None the less, if you are growing the business your staff feels it on a day-to-day basis. They are busier, and you aren’t hiring more help. With today’s free-agent employee mentality, more work is supposed to mean more compensation. How do you deal with those expectations?

If you had to cut wages or staff to get through the downturn, you probably realized an unforseen benefit. You began talking to your employees on a different level. You had to share at least some of the bad news, and explain what your plans were for survival. As things get better, it isn’t time to go back to your old ways. Keep sharing information.

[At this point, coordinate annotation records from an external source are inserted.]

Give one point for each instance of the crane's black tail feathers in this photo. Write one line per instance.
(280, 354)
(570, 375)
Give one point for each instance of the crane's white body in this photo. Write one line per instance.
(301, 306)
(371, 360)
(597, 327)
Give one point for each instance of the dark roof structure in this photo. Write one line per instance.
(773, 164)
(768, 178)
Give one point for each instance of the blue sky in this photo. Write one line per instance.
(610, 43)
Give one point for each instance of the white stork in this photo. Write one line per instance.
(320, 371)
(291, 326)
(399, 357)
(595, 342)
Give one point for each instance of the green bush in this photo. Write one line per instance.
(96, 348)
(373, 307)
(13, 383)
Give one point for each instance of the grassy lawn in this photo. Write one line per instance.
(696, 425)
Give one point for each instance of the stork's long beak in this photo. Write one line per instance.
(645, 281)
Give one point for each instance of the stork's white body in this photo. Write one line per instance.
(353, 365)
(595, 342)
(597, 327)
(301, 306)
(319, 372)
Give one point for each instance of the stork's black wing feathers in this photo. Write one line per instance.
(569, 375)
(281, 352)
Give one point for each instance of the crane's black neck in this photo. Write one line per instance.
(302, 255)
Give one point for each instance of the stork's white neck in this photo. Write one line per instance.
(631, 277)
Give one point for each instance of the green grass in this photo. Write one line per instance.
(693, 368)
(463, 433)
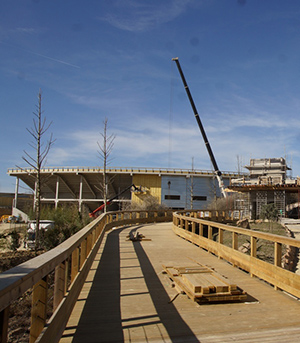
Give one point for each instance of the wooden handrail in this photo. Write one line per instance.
(71, 262)
(185, 227)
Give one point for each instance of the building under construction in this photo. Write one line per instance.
(266, 183)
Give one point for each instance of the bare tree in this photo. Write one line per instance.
(105, 149)
(37, 131)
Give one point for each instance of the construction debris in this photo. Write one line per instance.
(137, 237)
(203, 284)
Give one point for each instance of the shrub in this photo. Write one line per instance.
(14, 240)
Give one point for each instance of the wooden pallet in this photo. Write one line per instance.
(203, 284)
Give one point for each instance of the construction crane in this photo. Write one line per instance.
(211, 155)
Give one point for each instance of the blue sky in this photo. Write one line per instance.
(113, 58)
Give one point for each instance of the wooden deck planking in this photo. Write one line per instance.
(126, 298)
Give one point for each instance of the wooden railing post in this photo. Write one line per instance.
(209, 233)
(201, 229)
(220, 239)
(193, 227)
(235, 241)
(83, 253)
(4, 315)
(39, 309)
(74, 264)
(186, 225)
(277, 254)
(59, 285)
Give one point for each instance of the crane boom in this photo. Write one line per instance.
(208, 147)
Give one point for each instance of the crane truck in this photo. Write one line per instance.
(208, 147)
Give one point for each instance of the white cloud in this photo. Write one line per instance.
(136, 15)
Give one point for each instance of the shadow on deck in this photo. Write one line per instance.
(126, 298)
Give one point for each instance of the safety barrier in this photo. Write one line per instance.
(70, 262)
(209, 235)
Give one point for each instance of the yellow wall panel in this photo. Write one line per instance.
(151, 184)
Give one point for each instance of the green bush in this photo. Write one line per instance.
(14, 240)
(68, 220)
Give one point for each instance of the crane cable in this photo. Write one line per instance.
(171, 114)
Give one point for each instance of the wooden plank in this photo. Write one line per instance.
(198, 283)
(219, 285)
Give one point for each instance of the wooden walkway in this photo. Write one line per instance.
(126, 297)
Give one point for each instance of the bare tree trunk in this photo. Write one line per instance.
(104, 152)
(37, 132)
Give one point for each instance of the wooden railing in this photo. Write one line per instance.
(210, 235)
(70, 263)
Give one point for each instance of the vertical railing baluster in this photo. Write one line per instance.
(59, 285)
(4, 316)
(38, 309)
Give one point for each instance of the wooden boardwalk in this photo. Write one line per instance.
(126, 297)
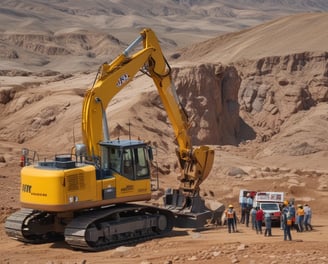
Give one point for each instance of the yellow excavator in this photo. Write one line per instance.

Explain not only that business is improving, but by how much. Put it in context of how much was lost during the rough times. Place a number on how much more revenue would have been done if sales had stayed at 2007 levels. Let them know that a business doesn’t just pop out of a hole and move on, the hole has to be filled in first.

Now may be a great time to announce an incentive system. When our businesses were growing year after year, many of us got sloppy with out fixed costs. We hired and gave out raises, creating structural expense that couldn’t be sustained in leaner times. We’ve fixed that, and it isn’t smart to head back down the same road.

Putting in an incentive program that shares success sends a powerful message. It tells your employees that you are willing to pay them more as business improves, but if it isn’t maintained, the benefits attached to the improvement will disappear just as quickly.